[osis-core] Pointer syntax

Thu, 9 May 2002 07:43:59 -0400

I got too involved trying to write this up..... I was just trying to 
write regexes for Patrick. This is pretty much what I think we said 
in Rome, except the first part (on works), which got messy and I've 
added some speculations....

Pointer syntax from Rome meeting
   (as well as I can remember)

We have 3 main parts to a pointer:

1) The 'work', which identifies a whole document such as a Bible 
version, a work of literature such as a play or history, a reference 
work such as a commentary or lexicon, etc.

2) The 'refname', which identifies a named portion of the work using 
some (more-or-less standardized) reference scheme. The references 
used are expected to appear in the work, identified as such on 
elements such as book/chapter/verse, or on generalized divs. For 
example, "Mat.1.1"

3) The 'grain', which identifies a more precise location than can be 
done via standardized references. Since grains are used to point to 
places that have no formal reference name, they use simplistic 
algorithms (such as counting characters) that software can apply 
without knowing much about the data.

A work includes data known as "inRefs" to identify named locations 
within itself.

A work identifies itself with its full work name in the header.

A work identifies available refnames within it via an attribute on 
units such as divs, chapters, verses, etc. If a particular location 
covers multiple refnames (such as often occurs in less-literal 
translations; say, a paragraph that covers John 3:16-18 but cannot be 
clearly divided into 3 parts), then that location must encode all the 
applicable refnames, not a range. Ranges may only be specified on 
references.

A work does not identify any grains explicitly; they are counted 
mechanically if needed when a reference is interpreted.

All works can contain 'outRefs' to anywhere: elsewhere in themselves, 
other works, or (though it would be kind of pointless) back to the 
same location in themselves.

An outRef logically consists of a work, and specifications for a pair 
of locations in that work, each consisting of an inRef value that can 
be found in that work, and a grain.

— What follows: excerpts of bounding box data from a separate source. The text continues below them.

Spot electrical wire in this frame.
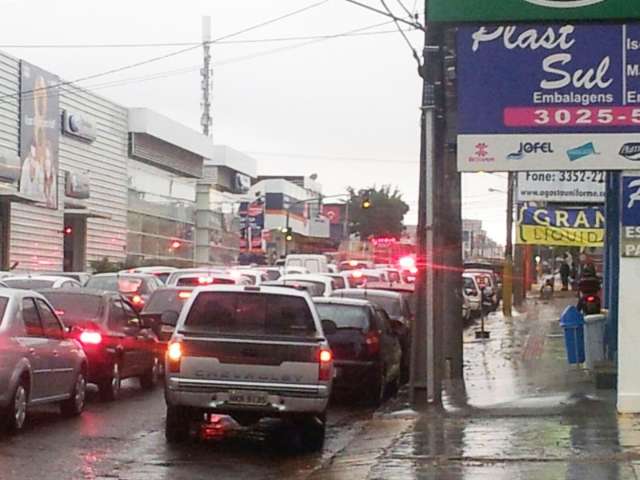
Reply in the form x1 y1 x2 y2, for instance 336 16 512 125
0 0 329 104
17 21 410 99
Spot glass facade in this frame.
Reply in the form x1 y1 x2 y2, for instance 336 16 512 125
127 159 196 266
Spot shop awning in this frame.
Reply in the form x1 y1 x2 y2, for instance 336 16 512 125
64 208 111 220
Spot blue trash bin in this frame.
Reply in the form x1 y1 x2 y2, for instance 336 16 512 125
560 306 585 365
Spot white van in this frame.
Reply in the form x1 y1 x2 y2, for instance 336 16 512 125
284 254 329 273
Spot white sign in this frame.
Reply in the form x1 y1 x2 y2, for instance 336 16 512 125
517 170 606 203
458 133 640 172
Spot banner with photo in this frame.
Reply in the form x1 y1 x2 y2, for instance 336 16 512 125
19 61 60 209
516 205 605 247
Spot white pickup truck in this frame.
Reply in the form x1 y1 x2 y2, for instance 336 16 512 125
165 285 334 450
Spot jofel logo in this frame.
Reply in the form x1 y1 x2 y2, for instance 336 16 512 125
524 0 605 8
469 142 496 163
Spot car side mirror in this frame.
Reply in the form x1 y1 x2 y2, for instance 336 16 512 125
160 310 179 327
321 320 338 335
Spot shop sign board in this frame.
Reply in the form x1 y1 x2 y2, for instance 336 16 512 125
427 0 640 22
516 170 606 203
516 205 605 247
18 61 60 209
457 24 640 172
620 172 640 257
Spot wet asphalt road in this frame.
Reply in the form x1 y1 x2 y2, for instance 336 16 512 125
0 380 373 480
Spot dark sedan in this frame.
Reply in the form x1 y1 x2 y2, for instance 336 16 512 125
314 298 402 406
41 289 160 400
85 273 164 312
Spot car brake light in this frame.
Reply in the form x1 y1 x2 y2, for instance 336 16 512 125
131 295 144 305
318 348 333 382
364 331 380 355
80 330 102 345
167 342 182 373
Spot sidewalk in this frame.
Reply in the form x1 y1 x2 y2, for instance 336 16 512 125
311 297 640 480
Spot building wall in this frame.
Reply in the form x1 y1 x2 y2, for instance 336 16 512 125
58 87 128 265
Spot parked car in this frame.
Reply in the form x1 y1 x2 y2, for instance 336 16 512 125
165 285 334 450
462 273 482 320
120 267 178 283
42 289 160 400
37 272 91 285
0 289 87 432
85 273 163 312
280 274 336 297
314 298 402 406
331 288 414 380
140 287 193 350
2 275 82 290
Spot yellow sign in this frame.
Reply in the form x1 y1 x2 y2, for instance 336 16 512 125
516 203 605 247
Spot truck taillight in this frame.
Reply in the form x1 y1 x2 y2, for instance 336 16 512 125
364 330 380 355
318 348 333 382
79 330 102 345
167 342 182 373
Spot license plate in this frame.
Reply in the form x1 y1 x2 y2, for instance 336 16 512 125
229 391 267 405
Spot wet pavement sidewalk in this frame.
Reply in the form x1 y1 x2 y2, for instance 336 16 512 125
310 296 640 480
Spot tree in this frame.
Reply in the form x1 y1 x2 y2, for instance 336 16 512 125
347 185 409 240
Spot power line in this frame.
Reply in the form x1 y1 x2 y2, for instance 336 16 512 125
0 0 329 103
16 21 410 99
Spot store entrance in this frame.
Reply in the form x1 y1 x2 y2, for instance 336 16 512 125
63 214 87 272
0 201 11 271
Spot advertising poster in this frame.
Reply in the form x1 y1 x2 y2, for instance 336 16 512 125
457 24 640 172
516 205 605 247
19 61 60 209
516 170 605 203
620 175 640 257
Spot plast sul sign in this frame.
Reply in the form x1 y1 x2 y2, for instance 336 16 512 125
457 23 640 171
427 0 640 22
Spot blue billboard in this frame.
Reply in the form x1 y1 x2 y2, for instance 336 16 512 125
457 24 640 171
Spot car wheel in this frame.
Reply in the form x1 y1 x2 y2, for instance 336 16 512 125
60 372 87 417
5 380 29 433
299 413 327 452
164 405 190 443
140 357 160 390
98 362 122 402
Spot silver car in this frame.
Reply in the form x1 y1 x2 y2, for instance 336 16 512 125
0 288 87 432
165 285 334 450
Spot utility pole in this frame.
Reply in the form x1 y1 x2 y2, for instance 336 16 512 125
502 172 514 318
200 16 213 137
409 5 443 405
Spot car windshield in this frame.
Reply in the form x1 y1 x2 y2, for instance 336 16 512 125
341 290 402 318
185 292 315 337
316 303 369 330
142 290 191 313
0 297 9 325
40 292 102 324
283 280 326 297
176 275 236 287
3 278 54 290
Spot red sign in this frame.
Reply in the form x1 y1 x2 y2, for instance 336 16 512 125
322 205 342 225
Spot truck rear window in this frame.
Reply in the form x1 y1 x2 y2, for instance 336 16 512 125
184 292 316 337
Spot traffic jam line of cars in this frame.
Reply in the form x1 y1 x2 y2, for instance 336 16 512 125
0 256 497 450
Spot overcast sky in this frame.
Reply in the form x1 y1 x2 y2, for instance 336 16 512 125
0 0 505 243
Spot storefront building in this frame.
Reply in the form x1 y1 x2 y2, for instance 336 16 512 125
126 108 205 267
0 54 127 271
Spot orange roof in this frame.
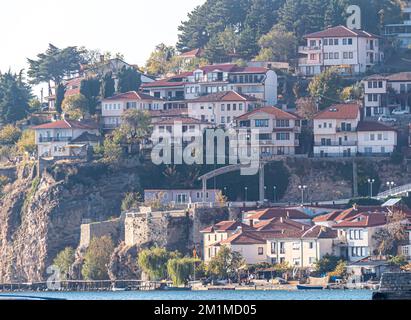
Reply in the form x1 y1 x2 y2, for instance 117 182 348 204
248 208 310 220
103 91 163 100
304 26 379 38
236 107 298 121
314 103 360 119
33 120 98 130
189 91 258 103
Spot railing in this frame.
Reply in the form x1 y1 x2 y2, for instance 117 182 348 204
39 137 72 143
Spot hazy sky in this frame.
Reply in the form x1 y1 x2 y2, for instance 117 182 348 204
0 0 205 71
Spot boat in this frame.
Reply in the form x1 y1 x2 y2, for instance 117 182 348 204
297 284 324 290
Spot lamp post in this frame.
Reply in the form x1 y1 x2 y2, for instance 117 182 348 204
368 179 375 198
298 185 308 205
387 181 395 193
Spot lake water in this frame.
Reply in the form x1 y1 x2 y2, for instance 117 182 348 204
0 290 372 300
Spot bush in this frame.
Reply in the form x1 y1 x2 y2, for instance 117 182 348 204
81 236 114 280
53 247 75 279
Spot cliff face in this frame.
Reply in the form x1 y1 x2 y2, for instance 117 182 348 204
0 164 139 283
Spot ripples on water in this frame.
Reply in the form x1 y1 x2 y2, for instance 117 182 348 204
4 290 372 300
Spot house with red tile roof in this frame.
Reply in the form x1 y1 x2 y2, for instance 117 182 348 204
236 107 301 159
187 91 262 127
32 119 101 158
142 63 278 105
313 103 360 157
298 26 383 76
101 91 164 130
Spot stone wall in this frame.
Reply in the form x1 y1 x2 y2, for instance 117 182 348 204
80 219 121 248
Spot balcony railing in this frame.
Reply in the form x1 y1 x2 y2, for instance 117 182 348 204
39 137 72 143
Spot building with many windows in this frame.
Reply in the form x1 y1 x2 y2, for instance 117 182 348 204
298 26 383 76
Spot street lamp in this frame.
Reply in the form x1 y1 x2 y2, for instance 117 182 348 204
387 181 395 193
298 185 308 205
367 179 375 198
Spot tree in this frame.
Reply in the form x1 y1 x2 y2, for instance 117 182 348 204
256 25 298 61
145 43 175 76
62 94 88 120
295 97 318 120
80 78 100 115
121 192 142 211
27 44 86 93
117 66 141 93
137 247 179 281
101 72 116 98
308 68 342 110
81 236 114 280
119 109 151 143
0 71 32 124
314 254 341 274
54 83 66 114
207 246 245 279
16 130 37 155
167 257 201 286
53 247 75 280
0 124 21 145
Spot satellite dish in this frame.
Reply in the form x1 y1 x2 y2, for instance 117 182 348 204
346 5 361 30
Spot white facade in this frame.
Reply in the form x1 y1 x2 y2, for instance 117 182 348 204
298 26 382 76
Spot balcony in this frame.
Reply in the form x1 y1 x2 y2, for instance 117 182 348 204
39 137 72 143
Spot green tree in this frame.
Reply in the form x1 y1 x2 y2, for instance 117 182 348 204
207 246 245 279
167 257 201 286
0 124 21 145
80 78 100 115
101 72 116 98
256 25 298 61
137 247 178 281
53 247 75 280
308 68 342 110
117 66 141 93
0 71 32 124
54 83 66 114
314 254 341 274
62 94 88 120
81 236 114 280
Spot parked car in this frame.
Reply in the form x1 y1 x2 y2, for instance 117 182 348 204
392 109 410 116
378 116 397 122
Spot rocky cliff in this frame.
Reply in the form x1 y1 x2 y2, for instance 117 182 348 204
0 163 139 283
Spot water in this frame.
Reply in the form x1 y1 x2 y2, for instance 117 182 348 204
0 290 372 300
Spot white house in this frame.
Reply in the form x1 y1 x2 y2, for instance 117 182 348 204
236 107 301 158
298 26 383 76
101 91 164 130
357 121 397 155
142 63 278 105
314 104 360 157
187 91 261 126
33 119 100 157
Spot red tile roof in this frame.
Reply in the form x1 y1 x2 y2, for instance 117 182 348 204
103 91 163 101
33 120 98 130
304 26 379 38
357 121 396 131
333 212 387 228
200 220 253 233
189 91 258 103
247 208 310 220
236 107 298 121
314 103 360 119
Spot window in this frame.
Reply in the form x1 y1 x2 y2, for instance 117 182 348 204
255 119 268 128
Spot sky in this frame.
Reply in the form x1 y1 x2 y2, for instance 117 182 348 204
0 0 205 72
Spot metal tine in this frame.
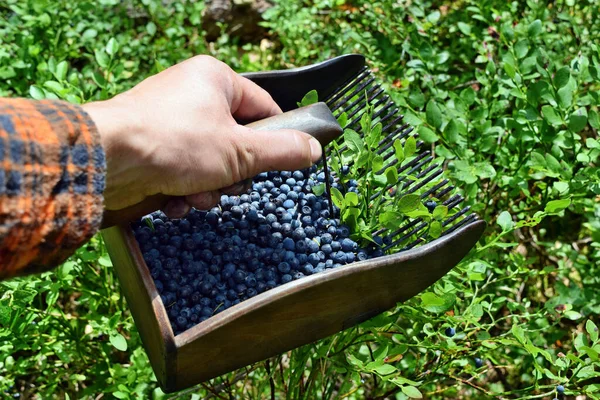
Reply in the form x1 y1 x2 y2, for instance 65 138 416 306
330 74 378 112
323 67 372 108
369 150 433 201
348 88 390 127
442 206 471 226
442 214 478 236
377 127 414 160
421 179 450 198
336 81 383 119
328 101 403 155
376 164 444 203
383 195 469 251
323 67 477 251
433 185 455 200
375 195 460 242
402 165 444 194
403 211 477 250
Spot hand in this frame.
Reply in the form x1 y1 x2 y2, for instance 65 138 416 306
84 56 321 218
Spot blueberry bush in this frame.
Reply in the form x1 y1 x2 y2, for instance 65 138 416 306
0 0 600 399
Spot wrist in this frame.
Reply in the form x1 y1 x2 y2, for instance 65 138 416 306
82 95 139 156
82 95 144 209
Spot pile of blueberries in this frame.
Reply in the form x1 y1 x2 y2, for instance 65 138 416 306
133 167 383 334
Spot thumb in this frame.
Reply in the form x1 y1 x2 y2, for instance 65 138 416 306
235 128 323 178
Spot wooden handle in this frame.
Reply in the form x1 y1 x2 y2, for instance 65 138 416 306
102 103 343 229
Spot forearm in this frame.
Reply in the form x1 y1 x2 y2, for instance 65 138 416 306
0 99 106 278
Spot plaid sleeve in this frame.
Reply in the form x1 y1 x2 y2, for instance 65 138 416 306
0 99 106 279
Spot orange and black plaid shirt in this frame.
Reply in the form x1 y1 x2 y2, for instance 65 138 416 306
0 99 106 279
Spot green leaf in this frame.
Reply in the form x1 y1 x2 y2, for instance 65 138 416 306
54 61 69 81
588 110 600 129
394 139 404 164
419 125 438 143
344 129 364 153
563 310 582 321
557 84 573 108
373 156 383 173
425 100 442 129
312 183 325 196
503 62 517 79
344 192 358 207
29 85 46 100
385 166 398 185
367 122 383 147
44 81 65 94
496 211 514 232
585 319 598 342
402 386 423 399
569 107 587 133
94 50 110 69
433 205 448 220
546 153 561 173
429 221 443 239
330 187 345 208
456 22 471 35
0 303 11 326
374 364 397 375
404 136 417 158
542 105 563 126
146 21 156 36
421 292 456 314
338 112 348 128
527 19 542 38
398 194 421 213
109 332 127 351
300 90 319 107
106 38 119 57
554 66 571 89
544 199 571 214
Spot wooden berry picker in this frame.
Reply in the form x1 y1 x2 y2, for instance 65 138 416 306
103 55 485 392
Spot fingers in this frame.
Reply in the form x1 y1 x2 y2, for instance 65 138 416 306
231 74 281 121
221 178 252 196
185 190 221 210
230 128 322 180
163 197 192 219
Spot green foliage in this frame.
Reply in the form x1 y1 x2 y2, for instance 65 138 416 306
0 0 600 399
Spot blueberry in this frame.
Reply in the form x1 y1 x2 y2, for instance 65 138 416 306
283 237 296 250
263 202 277 214
425 200 437 213
233 269 247 283
321 233 333 245
292 171 304 181
342 239 358 252
302 264 315 275
331 251 346 264
337 226 350 238
206 211 219 226
277 261 291 274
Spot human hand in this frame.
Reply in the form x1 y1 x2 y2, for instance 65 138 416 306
84 56 321 218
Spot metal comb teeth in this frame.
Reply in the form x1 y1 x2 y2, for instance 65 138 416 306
323 67 478 251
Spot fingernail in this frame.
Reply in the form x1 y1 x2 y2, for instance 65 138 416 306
308 138 323 163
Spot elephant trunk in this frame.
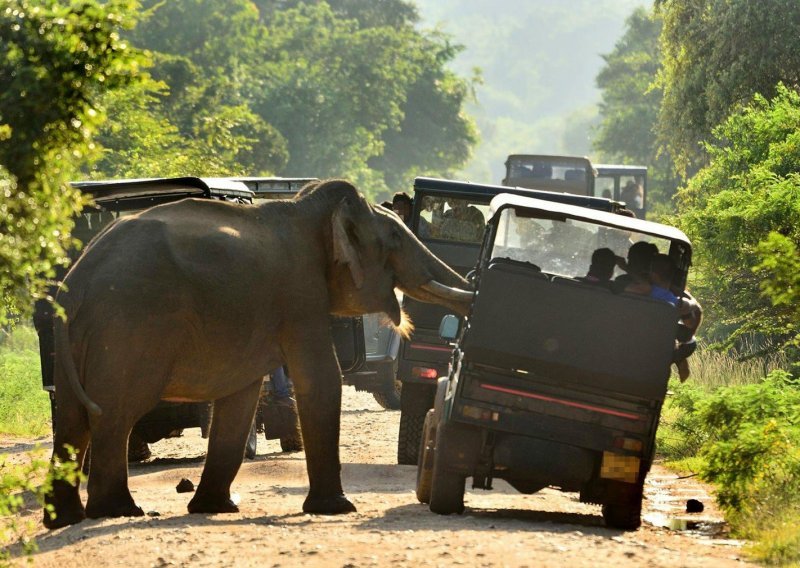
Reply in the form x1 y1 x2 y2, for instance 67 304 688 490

The referenced location runs from 
the start of the location specified by the first pair, to the end of 
the location specified by the second pair.

Commonly the work would be defaulted, and commonly the grains would 
be left out, meaning the reference is to the entire named location, 
not to a point or span within it. Very commonly the entire second 
pair will be omitted, meaning it is the same as the first pair.

The refLocs
-----------

We need to identify a reference system; beyond that, because the way 
works are divided differ, we can't say much more than that a refLoc 
is a bunch of dot-separate tokens. For the Bible we further specify 
the scheme as

    Book.chapter.verse

Books would be NMTOKENs except that we want them to be able to start 
with digits, so they are [0-9a-zA-Z]+. I think we might as well make 
all the tokens within refLocs fit that. Note I haven't included any 
punctuation; we want '.' as field separator, and maybe '-' as range 
separator?

So in grammar:

    refLoc    ::=  (refsys ':')? token ('.' token)*
    refSys    ::=  token
    token     ::=  tokenchar+
    tokenchar ::= XML 'namechar' minus '.' and '-'

Or we could limit ourselves to Latin-1 for tokenchars for the moment; 
I'd rather not.

The regex (I'm using \w to mean word-characters, I don't remember 
which char it actually is in schema regexes, or how the escaping of 
groups goes...):

    {(\w+:)}?\w+{\.\w+}*

The Grains
----------

The grains proposed have been:

char:n which counts Unicode code points in normalized form (there's 
some appropriate citation to the Unicode spec for this -- basically 
it ensures that precomposed and postcomposed characters come out the 
same).

token:n which counts tokens separated by runs of XML-defined 
whitespace (non-terminal S). This is not so useful, especially in 
(mainly Eastern) languages that don't use whitespace for separaters)

string:s which finds the first match of the specified string s. This 
has the advantage of nicer re-attachment after editing. Giving *just* 
a string is not completely functional, though. For example there 
would be no way to point to the second 'then' in:

    then they went to the house, yes, then

in most cases you can just give a longer string to the right to 
disambiguate -- but in this case there is none to give. the usual 
solution is (like XPointer) to provide arguments for instance number, 
or for an offset and length to take from the start of the match.

Perhaps we could simplify by saying you always use offset, but can 
append as much string as you like thereafter, which serves solely as 
a redundant double-check, and a way to try to re-attach in case of 
breakage. I think that's a pretty nice compromise.

Thus:

    char:284(logos)

With only one grain type for now, we could pitch the grain-type 
prefix ('char:').

String matching should be case-sensitive. We can either punt on 
allowing close paren in the string, or define escaping, or define a 
wildcard characters (say '.') so if they're stuck they can at least 
get a longer match without the ')'. I think I like this -- just state 
that '.' is a wildcard.

For length of match, we could have another parameter or assume the 
length of the string. Except the string is optional, and anyway you 
might want to point to some part of the string, or the point before 
it, or...

So let's say:

    char:284+5(logos)

Or in grammar:

    grain  ::=  'char:' offset length? content?
    offset  ::=  integer
    length  ::=  '+' integer
    content ::= '(' [^)]+ ')'
    integer ::= [0-9]+

Regex:

    char:\d*{\+\d*}?{(\w+)}?

Components of 'work'
--------------------

Going to Rome we had:

    work   ::= Author? Title Version?

Author is mainly optional because of the Bible, for which no author 
is typically cited. Edition can specify a named translation such as 
NIV or TEV, and is optional so that an outRef may refer to the work 
in the abstract, allowing use of any available edition.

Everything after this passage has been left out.